Contributing factors to reflux in infants include:
- Immature lower oesophageal sphincter
- Shorter oesophagus
- Slower gastric emptying
- Liquid diet
It is normal for a baby to reflux and regurgitate feeds. Reflux in infants is not concerning, provided there is normal growth and the baby is otherwise well. It usually improves as they grow, and over 90% stop by 12 months.
Presentation
Signs of problematic reflux in infants include:
- Chronic cough
- Hoarse cry
- Distress, crying or unsettled after feeding
- Reluctance to feed
- Chest infections
- Poor weight gain
Children over one year may experience similar symptoms to adults, such as:
- Heartburn
- Acid regurgitation
- Retrosternal or epigastric pain
- Bloating
- Nocturnal cough
Causes of Vomiting in Infants
Vomiting in infants and children is non-specific and often not indicative of pathology. Possible causes include:
- Overfeeding
- Gastro-oesophageal reflux
- Cow’s milk protein allergy
- Pyloric stenosis (projectile vomiting)
- Gastritis or gastroenteritis
- Substances (e.g., medications or toxins)
- Appendicitis
- Infections (e.g., UTI, tonsillitis, otitis media or meningitis)
- Constipation
- Intestinal obstruction
- Diabetic ketoacidosis
- Migraine
- Cyclical vomiting syndrome
- Bulimia nervosa
Red Flags
Red flags for serious underlying causes of reflux include:
- Not keeping down any feed (pyloric stenosis or intestinal obstruction)
- Projectile or forceful vomiting (pyloric stenosis or intestinal obstruction)
- Bilious (green) vomit (intestinal obstruction)
- Haematemesis or melaena (peptic ulcer, oesophagitis or varices)
- Abdominal distention (intestinal obstruction)
- Reduced consciousness, bulging fontanelle or neurological signs (meningitis or raised intracranial pressure)

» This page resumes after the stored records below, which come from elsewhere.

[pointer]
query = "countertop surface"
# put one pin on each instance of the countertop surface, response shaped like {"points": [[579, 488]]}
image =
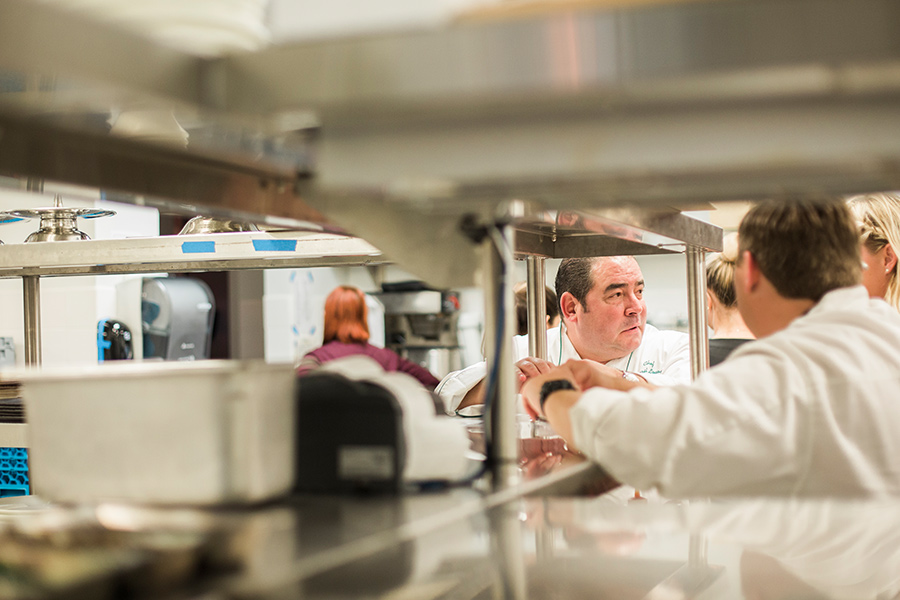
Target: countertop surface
{"points": [[547, 538]]}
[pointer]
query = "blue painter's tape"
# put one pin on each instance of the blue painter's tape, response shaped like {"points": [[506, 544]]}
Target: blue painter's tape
{"points": [[197, 247], [274, 245]]}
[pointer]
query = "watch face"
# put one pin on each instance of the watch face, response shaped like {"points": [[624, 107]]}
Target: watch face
{"points": [[554, 385]]}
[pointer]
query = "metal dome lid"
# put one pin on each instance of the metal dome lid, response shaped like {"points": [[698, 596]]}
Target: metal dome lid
{"points": [[203, 224], [58, 211], [58, 221]]}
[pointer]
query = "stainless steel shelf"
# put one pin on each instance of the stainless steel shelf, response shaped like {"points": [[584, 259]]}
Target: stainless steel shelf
{"points": [[180, 254], [13, 435]]}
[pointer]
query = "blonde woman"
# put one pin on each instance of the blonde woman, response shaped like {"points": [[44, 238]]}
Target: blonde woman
{"points": [[879, 221], [729, 329]]}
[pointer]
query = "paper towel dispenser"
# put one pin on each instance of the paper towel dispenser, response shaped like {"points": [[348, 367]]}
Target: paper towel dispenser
{"points": [[176, 318]]}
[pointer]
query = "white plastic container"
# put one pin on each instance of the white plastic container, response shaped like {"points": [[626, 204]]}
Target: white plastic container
{"points": [[198, 433]]}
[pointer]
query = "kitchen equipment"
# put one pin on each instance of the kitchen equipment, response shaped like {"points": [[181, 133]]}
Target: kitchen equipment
{"points": [[215, 225], [58, 222], [421, 325], [360, 428], [114, 341], [6, 218], [199, 433], [176, 318]]}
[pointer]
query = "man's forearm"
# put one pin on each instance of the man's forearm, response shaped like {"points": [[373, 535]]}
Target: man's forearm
{"points": [[556, 411]]}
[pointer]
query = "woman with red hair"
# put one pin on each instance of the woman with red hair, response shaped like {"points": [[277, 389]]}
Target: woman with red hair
{"points": [[347, 333]]}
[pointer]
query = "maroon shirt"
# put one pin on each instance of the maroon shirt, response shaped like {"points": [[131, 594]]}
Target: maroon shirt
{"points": [[388, 359]]}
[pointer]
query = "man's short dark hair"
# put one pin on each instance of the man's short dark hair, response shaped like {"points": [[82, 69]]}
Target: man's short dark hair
{"points": [[804, 247], [576, 276]]}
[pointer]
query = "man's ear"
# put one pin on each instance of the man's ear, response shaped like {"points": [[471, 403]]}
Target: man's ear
{"points": [[752, 274], [568, 305], [890, 258]]}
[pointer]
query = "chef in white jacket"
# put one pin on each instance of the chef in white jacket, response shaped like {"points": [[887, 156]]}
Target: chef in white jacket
{"points": [[810, 408], [604, 319]]}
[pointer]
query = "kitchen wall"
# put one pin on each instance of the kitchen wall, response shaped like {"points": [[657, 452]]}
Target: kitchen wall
{"points": [[70, 306]]}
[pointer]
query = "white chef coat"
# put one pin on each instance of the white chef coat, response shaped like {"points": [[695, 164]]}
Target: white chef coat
{"points": [[663, 358], [813, 409]]}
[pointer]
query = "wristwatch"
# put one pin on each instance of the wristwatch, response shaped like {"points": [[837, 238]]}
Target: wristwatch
{"points": [[629, 376], [554, 385]]}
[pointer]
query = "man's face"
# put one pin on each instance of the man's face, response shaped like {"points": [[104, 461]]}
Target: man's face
{"points": [[611, 324]]}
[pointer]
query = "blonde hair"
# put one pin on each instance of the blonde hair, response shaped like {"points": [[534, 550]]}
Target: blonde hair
{"points": [[720, 272], [879, 225]]}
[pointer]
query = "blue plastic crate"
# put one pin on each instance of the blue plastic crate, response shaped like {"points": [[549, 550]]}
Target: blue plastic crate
{"points": [[14, 472]]}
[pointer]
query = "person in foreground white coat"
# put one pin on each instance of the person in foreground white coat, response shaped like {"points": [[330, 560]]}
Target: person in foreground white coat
{"points": [[604, 318], [811, 408]]}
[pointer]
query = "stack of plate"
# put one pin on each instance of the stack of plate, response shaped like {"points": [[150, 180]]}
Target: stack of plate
{"points": [[11, 408], [201, 27]]}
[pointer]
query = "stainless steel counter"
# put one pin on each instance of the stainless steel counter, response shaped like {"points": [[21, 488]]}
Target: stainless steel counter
{"points": [[513, 544]]}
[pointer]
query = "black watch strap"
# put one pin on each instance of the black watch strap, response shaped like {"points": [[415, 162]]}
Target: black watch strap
{"points": [[554, 385]]}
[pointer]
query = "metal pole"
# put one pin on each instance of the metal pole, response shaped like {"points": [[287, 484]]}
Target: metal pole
{"points": [[500, 304], [696, 274], [31, 295], [537, 307]]}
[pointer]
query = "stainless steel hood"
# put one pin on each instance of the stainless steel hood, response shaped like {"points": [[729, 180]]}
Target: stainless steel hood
{"points": [[396, 137]]}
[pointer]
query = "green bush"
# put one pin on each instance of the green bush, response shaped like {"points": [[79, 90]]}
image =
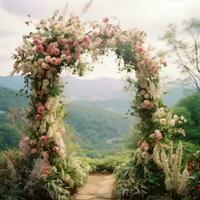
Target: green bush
{"points": [[135, 181], [194, 184], [59, 185]]}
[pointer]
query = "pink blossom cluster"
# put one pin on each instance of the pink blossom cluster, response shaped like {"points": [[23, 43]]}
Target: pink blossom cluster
{"points": [[40, 110]]}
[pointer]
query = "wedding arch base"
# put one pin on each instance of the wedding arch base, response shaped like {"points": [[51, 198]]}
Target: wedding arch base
{"points": [[58, 45]]}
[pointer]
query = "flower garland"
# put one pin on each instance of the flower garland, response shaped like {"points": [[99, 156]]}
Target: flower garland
{"points": [[59, 44]]}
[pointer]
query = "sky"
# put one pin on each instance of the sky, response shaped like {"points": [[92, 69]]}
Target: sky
{"points": [[151, 16]]}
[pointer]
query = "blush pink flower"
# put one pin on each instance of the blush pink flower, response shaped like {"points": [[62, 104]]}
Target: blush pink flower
{"points": [[68, 58], [36, 41], [45, 154], [39, 48], [38, 117], [144, 146], [105, 20], [153, 68], [56, 51], [33, 151], [55, 61], [158, 135], [43, 138], [40, 109], [86, 39]]}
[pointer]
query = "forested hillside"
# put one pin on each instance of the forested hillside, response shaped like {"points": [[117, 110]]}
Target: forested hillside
{"points": [[98, 129]]}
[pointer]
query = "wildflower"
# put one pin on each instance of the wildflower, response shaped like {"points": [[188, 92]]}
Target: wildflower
{"points": [[105, 20], [44, 65], [45, 154], [33, 151], [43, 138], [39, 48], [40, 109], [56, 51], [55, 61], [38, 117], [158, 135], [163, 121], [144, 146], [197, 188]]}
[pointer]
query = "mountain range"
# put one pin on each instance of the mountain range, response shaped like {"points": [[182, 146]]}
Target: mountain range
{"points": [[99, 92]]}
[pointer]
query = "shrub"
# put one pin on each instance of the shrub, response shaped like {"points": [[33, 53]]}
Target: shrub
{"points": [[194, 184]]}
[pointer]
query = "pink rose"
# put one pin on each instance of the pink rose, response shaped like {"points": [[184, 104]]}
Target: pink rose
{"points": [[45, 154], [144, 146], [38, 117], [33, 151], [68, 58], [36, 41], [158, 135], [40, 109], [153, 68], [86, 39], [105, 20], [56, 51], [39, 48], [55, 61]]}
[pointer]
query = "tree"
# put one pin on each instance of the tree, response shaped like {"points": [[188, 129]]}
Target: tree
{"points": [[184, 45]]}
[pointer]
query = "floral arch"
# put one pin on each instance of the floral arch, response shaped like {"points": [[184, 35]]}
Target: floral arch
{"points": [[59, 44]]}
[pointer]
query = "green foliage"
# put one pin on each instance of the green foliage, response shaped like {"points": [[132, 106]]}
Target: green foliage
{"points": [[189, 107], [10, 183], [135, 181], [183, 43], [59, 186], [194, 184], [9, 99]]}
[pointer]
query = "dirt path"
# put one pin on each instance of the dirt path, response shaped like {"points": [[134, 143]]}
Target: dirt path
{"points": [[98, 187]]}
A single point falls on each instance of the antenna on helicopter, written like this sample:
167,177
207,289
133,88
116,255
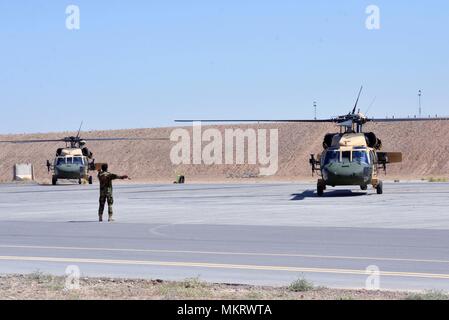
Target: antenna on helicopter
79,130
371,104
357,101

- Respiratory symptoms (aspiration and infection)
- Blood in the stools (constipation, gastroenteritis or cow’s milk protein allergy)
- Signs of infection, such as fever (e.g., UTI, tonsillitis, otitis media or meningitis)
- Rash, angioedema and other signs of allergy (cow’s milk protein allergy)
- Apnoeas (may indicate serious underlying pathology requiring urgent assessment)
Management
In simple cases, explanation, reassurance and practical advice are adequate. Advice includes:
- Small, frequent feeds
- Burping regularly to help milk settle
- Not over-feeding
- Keeping the baby upright after feeding (not lying flat)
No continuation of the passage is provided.